What makes this teaching so hard is not that it is impossibly noble. It is that we instinctively split it into two cheap forms — and Jesus refuses both.
The first cheap form is the doormat reading: that Jesus tells us to absorb every injury without protest, to be silent in the face of evil, to make ourselves small. Jesus does not look like this in the Gospels. He drives the money changers from the temple. He calls Herod "that fox." He confronts the Pharisees in language that would get him uninvited from any modern dinner party. Enemy love is not invertebrate.
The second cheap form is passive aggression: returning evil with quiet contempt, with the cold shoulder, with the refusal to wish the other well in our heart while keeping our hands clean. This too is excluded.
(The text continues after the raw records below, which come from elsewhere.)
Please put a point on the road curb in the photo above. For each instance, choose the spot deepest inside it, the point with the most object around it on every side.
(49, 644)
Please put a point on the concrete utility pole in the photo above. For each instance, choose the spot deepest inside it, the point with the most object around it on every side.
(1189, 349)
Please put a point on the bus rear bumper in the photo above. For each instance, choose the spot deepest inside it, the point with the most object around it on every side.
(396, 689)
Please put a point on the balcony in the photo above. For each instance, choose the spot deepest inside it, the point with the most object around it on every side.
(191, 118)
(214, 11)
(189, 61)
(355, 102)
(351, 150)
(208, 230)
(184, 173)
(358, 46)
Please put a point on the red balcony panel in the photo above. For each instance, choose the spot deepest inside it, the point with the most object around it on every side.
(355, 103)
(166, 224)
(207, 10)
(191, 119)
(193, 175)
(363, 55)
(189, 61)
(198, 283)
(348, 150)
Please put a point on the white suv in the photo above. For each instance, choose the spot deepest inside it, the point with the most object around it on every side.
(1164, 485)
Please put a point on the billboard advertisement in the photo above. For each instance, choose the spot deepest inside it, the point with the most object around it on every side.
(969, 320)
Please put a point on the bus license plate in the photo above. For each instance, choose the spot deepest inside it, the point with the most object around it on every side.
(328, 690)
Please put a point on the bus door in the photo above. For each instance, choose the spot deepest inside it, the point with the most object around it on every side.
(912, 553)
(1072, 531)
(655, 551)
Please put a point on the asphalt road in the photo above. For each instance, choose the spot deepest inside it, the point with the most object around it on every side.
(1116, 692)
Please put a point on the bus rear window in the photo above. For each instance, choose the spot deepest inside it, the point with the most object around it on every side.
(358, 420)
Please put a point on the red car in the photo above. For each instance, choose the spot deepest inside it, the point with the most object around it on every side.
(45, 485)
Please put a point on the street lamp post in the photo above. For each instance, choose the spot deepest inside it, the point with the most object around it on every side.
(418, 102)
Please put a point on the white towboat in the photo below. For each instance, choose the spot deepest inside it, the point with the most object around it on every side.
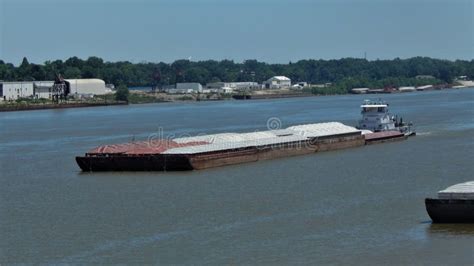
(376, 118)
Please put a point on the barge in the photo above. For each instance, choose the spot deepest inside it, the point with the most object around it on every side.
(200, 152)
(207, 151)
(454, 204)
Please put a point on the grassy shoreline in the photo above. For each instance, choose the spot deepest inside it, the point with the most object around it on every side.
(148, 97)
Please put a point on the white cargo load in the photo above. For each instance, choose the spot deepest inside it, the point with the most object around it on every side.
(458, 191)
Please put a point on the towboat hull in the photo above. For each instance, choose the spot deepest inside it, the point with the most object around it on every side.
(450, 210)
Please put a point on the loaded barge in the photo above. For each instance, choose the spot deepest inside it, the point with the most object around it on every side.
(201, 152)
(454, 204)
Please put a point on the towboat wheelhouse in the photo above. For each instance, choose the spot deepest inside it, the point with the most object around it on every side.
(375, 117)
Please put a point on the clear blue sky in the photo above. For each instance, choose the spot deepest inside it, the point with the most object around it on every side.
(266, 30)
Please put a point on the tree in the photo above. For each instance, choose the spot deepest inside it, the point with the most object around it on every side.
(122, 93)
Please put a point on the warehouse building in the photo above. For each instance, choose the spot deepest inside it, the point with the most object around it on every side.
(183, 88)
(87, 86)
(227, 86)
(10, 91)
(277, 82)
(43, 89)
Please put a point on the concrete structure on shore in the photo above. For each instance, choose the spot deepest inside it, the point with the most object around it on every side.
(360, 90)
(183, 88)
(87, 86)
(223, 86)
(43, 89)
(10, 91)
(277, 82)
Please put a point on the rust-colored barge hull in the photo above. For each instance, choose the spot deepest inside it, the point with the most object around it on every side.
(182, 162)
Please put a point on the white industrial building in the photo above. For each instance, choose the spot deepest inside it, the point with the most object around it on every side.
(10, 91)
(277, 82)
(87, 86)
(229, 86)
(184, 88)
(43, 89)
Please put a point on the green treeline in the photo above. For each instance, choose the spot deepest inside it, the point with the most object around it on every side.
(342, 73)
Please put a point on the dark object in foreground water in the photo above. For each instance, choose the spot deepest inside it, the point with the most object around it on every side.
(455, 204)
(450, 210)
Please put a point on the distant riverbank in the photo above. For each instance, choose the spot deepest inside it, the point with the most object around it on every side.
(39, 106)
(143, 97)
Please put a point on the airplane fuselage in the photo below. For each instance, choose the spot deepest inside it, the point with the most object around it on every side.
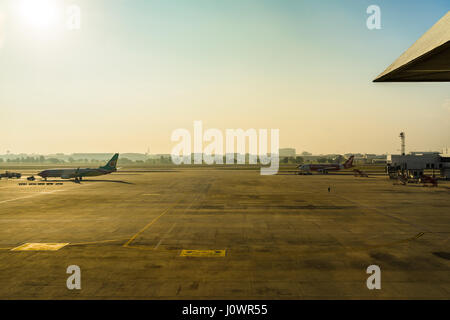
(73, 173)
(321, 167)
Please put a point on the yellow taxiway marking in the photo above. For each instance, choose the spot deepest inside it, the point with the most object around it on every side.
(40, 247)
(202, 253)
(94, 242)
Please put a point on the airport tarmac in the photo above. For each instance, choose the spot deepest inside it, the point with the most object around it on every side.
(135, 235)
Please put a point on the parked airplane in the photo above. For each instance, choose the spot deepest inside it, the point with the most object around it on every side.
(78, 174)
(324, 168)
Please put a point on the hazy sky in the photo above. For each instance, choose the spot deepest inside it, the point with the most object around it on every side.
(137, 70)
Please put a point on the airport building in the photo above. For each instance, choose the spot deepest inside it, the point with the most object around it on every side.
(286, 152)
(415, 163)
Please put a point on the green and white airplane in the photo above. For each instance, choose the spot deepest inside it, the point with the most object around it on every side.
(78, 174)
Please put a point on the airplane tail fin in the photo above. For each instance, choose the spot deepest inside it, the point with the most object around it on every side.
(349, 162)
(112, 164)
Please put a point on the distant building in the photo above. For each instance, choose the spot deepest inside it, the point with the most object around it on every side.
(415, 163)
(286, 152)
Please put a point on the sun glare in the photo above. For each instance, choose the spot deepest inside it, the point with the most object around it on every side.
(39, 14)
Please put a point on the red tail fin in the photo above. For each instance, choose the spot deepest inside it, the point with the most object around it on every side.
(349, 162)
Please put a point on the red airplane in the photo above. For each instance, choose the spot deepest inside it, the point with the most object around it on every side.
(324, 168)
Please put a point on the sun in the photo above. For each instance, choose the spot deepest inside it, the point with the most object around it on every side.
(39, 14)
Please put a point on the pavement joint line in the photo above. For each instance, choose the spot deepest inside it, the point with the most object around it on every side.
(94, 242)
(165, 235)
(148, 225)
(127, 244)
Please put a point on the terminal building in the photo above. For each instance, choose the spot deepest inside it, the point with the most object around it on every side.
(415, 163)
Jesus says bless and pray for — active verbs, directed at the enemy's actual good before God.
Real enemy love is harder than either. It is to look at the person who has hurt you, or who hates your nation, or who would destroy what you love, and to say in your heart, God, may you bless them. May you bring them to yourself. I will not return what they have given me. It is to mean it. It is to act on it.
This is the teaching that grounds every Christian conversation about war that follows. Whether you end up in the just-war tradition or the Anabaptist tradition, you do not get to be a Christian and skip this passage. The question is not whether Jesus meant it. He meant it. The question is what it asks of disciples whose nations are at war, whose neighbors are being killed, whose enemies are at the door.
We will spend the rest of this plan on that question. Today, read the words again and let them have their full weight before you go looking for what to do with them.
Going Deeper
Read Matthew 5:38-48 aloud, slowly, three times. After each reading, name one specific person — not a category, a person — to whom you find this command hardest to apply. Then pray for them, by name, in the words of verse 44: "Father, bless [name]. Bring them good. Soften my heart toward them." Notice what the prayer surfaces in you. That noticing is the beginning of obedience.
Key Quotes
“Christ, in disarming Peter, unbelted every soldier.”
“We who were filled with war, and mutual slaughter, and every wickedness, have each through the whole earth changed our warlike weapons — our swords into ploughshares, and our spears into implements of tillage.”
“The followers of Jesus have been called to peace... His disciples keep the peace by choosing to endure suffering themselves rather than inflict it on others. They maintain fellowship where others would break it off. They renounce hatred and wrong. In so doing they overcome evil with good, and establish the peace of God in the midst of a world of war and hate.”
Prayer Focus
Pray by name for one specific person you would call an enemy — someone you avoid, resent, or fear. Ask God to bless them. Notice what rises in you as you pray.
Meditation
Read Matthew 5:43-48 aloud, slowly. The command is not to feel warmly toward enemies but to love them — to act, to bless, to pray. Where in your week is there a place to obey this command in something concrete: a word held back, a kindness offered, a prayer prayed for someone you would rather not pray for?
Question for Discussion
Tertullian believed Jesus's words ruled out the sword for any disciple. Bonhoeffer, two centuries later in 'The Cost of Discipleship', read the same text and called it the heart of discipleship — and then ten years later joined a plot to kill Hitler. Is there a way to read the Sermon on the Mount that holds together both the radical demand and the recognition of evil that must be resisted?